このプロトコルでは、TIRF顕微鏡を使用して個々のイオンチャネルを追跡し、支持された脂質膜におけるそれらの活性を決定し、それによって側方膜の動きとチャネル機能の間の相互作用を定義する方法について説明します。メンブレンの準備、データの記録、および結果の分析方法について説明します。

Abstract

高解像度イメージング技術により、多くのイオンチャネルは静的ではなく、細孔形成と補助サブユニットの一時的な会合、横方向拡散、他のタンパク質とのクラスタリングなど、非常に動的なプロセスを受けることが示されています。しかし、横方向の拡散と機能の関係はよくわかっていません。この問題にアプローチするために、全反射蛍光(TIRF)顕微鏡を使用して、支持された脂質膜内の個々のチャネルの横方向の移動度と活性をどのように監視および相関させることができるかについて説明します。膜は、液滴界面二重層(DIB)技術を使用して極薄ヒドロゲル基板上に製造されます。他のタイプのモデルメンブレンと比較して、これらのメンブレンは機械的に堅牢であり、高感度の分析技術に適しているという利点があります。このプロトコルは、膜に近接したCa2+感受性色素の蛍光発光を観察することにより、単一チャネルを通る^Ca2+イオンフラックスを測定します。従来の単一分子追跡アプローチとは対照的に、膜内のラテラルムーブメントと機能を妨げる可能性のある蛍光融合タンパク質または標識は必要ありません。タンパク質の立体構造変化に関連するイオンフラックスの変化の可能性は、膜内のタンパク質の横方向の動きにのみ起因します。代表的な結果は、ミトコンドリアタンパク質転座チャネルTOM−CCおよび細菌チャネルOmpFを用いて示される。

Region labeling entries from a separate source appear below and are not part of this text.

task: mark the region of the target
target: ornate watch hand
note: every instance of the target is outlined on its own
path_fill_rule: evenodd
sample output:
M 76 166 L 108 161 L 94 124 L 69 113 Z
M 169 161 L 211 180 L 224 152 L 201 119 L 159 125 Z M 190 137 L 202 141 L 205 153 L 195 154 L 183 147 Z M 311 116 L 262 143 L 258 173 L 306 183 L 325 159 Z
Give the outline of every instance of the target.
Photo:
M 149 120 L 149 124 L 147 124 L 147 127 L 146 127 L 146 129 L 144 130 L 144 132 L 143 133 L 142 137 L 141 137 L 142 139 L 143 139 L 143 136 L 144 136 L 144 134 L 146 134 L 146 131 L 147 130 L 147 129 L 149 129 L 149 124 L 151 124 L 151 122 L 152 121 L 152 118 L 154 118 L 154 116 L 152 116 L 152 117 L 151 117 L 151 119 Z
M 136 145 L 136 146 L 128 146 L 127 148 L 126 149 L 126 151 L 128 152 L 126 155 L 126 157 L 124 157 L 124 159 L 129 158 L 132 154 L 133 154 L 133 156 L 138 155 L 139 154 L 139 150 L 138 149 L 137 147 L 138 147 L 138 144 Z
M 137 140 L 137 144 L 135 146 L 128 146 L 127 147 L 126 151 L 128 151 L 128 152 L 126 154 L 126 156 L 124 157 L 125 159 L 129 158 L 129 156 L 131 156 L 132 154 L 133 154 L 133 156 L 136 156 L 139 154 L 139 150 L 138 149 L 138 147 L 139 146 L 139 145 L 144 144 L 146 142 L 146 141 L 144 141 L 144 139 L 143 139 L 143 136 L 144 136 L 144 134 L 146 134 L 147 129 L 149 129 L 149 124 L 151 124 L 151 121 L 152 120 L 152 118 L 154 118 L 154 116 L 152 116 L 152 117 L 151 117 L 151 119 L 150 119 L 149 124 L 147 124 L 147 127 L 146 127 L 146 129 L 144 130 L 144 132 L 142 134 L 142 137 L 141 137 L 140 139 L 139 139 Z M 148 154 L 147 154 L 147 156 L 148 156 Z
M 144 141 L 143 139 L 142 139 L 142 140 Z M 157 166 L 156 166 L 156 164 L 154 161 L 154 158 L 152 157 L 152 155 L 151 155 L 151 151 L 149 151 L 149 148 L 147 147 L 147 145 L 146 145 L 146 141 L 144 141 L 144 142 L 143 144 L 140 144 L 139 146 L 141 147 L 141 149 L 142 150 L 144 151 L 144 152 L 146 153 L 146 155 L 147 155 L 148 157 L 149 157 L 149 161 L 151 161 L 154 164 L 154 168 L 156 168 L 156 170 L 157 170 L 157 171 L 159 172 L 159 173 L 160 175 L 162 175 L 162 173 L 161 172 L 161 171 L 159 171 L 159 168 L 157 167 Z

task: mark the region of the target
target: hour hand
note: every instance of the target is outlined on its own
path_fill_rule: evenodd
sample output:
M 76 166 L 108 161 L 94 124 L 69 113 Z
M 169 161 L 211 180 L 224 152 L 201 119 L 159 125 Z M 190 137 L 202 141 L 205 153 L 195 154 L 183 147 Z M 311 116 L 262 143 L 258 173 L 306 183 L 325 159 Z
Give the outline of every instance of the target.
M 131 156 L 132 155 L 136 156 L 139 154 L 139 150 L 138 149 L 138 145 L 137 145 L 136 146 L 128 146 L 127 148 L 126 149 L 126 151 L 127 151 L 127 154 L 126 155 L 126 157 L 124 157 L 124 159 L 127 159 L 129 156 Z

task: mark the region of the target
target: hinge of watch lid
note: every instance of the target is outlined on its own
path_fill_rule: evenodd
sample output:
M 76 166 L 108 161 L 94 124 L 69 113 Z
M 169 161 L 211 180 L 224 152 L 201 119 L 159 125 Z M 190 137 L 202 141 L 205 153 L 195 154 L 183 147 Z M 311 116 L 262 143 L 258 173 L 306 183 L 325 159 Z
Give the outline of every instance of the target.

OmpFとは対照的に、TOM-CCのゲーティングは分子の閉じ込めと横方向拡散の性質に非常に敏感です。したがって、支持された液滴界面二重層は、横方向の拡散とイオンチャネルの機能との間のリンクを特徴付けるための強力なツールです。

Introduction

本プロトコルは、ポリマー支持液滴界面二重層(DIB)膜における膜タンパク質の膜移動度とイオンチャネル透過性との間の相関を研究する方法を説明することを目的とする^1,2,3。

この技術は、単一粒子追跡^4,5、蛍光相関分光法^6,7、高速原子間力顕微鏡^8,9,10などの印象的な一連の高度な光学および表面分析ツールを補完します。これらは、膜ベースの反応に影響を与える膜の動的な組成と構造に関する貴重な洞察を提供します^11,12,13。タンパク質の移動と横方向の拡散は膜内のタンパク質の局所密度に依存しますが、個々のタンパク質分子は脂質ラフト¹⁴およびタンパク質間相互作用^15,16によってもトラップできます。膜から細胞外環境または細胞質ゾルに突き出ているタンパク質ドメインに応じて、タンパク質の移動性は、高度に可動性から完全に不動性まで変化し得る。しかしながら、膜およびその周辺構造の複雑さのために、側方移動性の性質とタンパク質機能との間の相互作用を解読することはしばしば困難である¹⁷。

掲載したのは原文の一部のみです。